第3話 この二人がいるだけで俺は生きていける

「よう、西山。こういう時って、何て言えば良いんだろうな」


 ひんやりした大理石の様な床を這いずりながら、俺は皆と合流した。


「分からね。だけどまあ、なるようになんだろ」


「そうね、危害を加える気はないみたい」


 西山に続いてそう言ったのは、水城瑞樹みなしろみづき先輩だった。

 黒いロングの姫カット。身長は160センチと、俺より10数センチちょっと低い。

 1つ上の先輩で、品行方正成績優秀、それにスポーツもそれなりだ。

 そしてなにより、制服の上からでも分かる巨大な膨らみ。スカートから覗く艶めかしい生足。

 それに何より、いやがおうにも人目を引く美人。

 女子弓道部の主将でもある。


 何でそんなに詳しいかって?

 それは俺の憧れの先輩だからだ。


 いや、すまない。少し省略した。

 実はそれよりも大きな理由があって――、


「敬一君もいるなんてびっくりだね。世の中何が起こるか分からないねー」


 と、暢気のんきな声が続く。

 もし知らない人間が見たら、きっと水城先輩と二度見するだろう。

 黒いロングの姫カット。身長は160センチと、俺より10数センチほど低い。

 そして巨大な膨らみから太腿、更に美人な所までそっくりだ。

 ただ違いは表情……と言うか顔立ちと言うべきか。先輩程の高貴さは感じない。


 まるで双子のように見えるが、俺と同級生。つまりは先輩の一個下だ。

 姉妹とはいえ、ここまで似ているのは凄いと思う。

 そして俺が先輩の事に詳しいのは、こいつの存在があったからだ。

 名前は水城奈々みなしろなな。そもそもの出会いは中学に――、


「皆さま、静粛にお願いします。これより、今の状況に関してご説明させていただきます」


「そ、そうだ! これはいったいどうなっているんだ! ちゃんと説明しろ!」


 凛とした女性の声にかぶさるように、野太い男の声が響く。

 ここは本当に声が響く。反響しているといった方が良いだろう。

 男の見た感じは30代後半くらいか? いや40代かもしれないし案外20代かもしれない。まあ普通の人だ。


 だけどその勇気は凄いと思う。

 言うまでもなくここは見知らぬ地。完全なアウェー。しかも周囲はローブ姿の得体の知れない連中に囲まれている。

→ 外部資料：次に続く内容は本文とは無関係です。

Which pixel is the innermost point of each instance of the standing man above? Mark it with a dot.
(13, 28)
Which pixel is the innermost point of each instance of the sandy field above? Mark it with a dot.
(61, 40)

 今の所は穏便な態度をとっているが、生殺与奪は完全に握られていると言って良い。

 この状況であの態度。相当な勇者か、ただの馬鹿だ。


「はい、これから全てを説明させて頂きます。少々長くなりますが――」


「かいつまんで説明してくれ!」


 ああ、ただの馬鹿だな。

 情報は多いに越した事は無い。わざわざ省略させてどうするんだ。


「はい、ではまずは簡単に説明させて頂きます。その後、質問に関してはそれぞれ周囲の者に詳細を説明させます」


 今更だけど、やっぱりあの女性が最高位か。まさか上司に対して説明させるとは言わないだろう。

 いや、少し訂正しておこう。奈々ななならやりかねない、うん。


「ねえ、今失礼な事を考えなかった?」


 ジト目で水城奈々が睨んでくる。いやまて、こいつそんなに勘が鋭い方じゃなかっただろう。むしろド天然……。

 いや、目つきが更にきつくなった。ここらで考えを切り替えよう。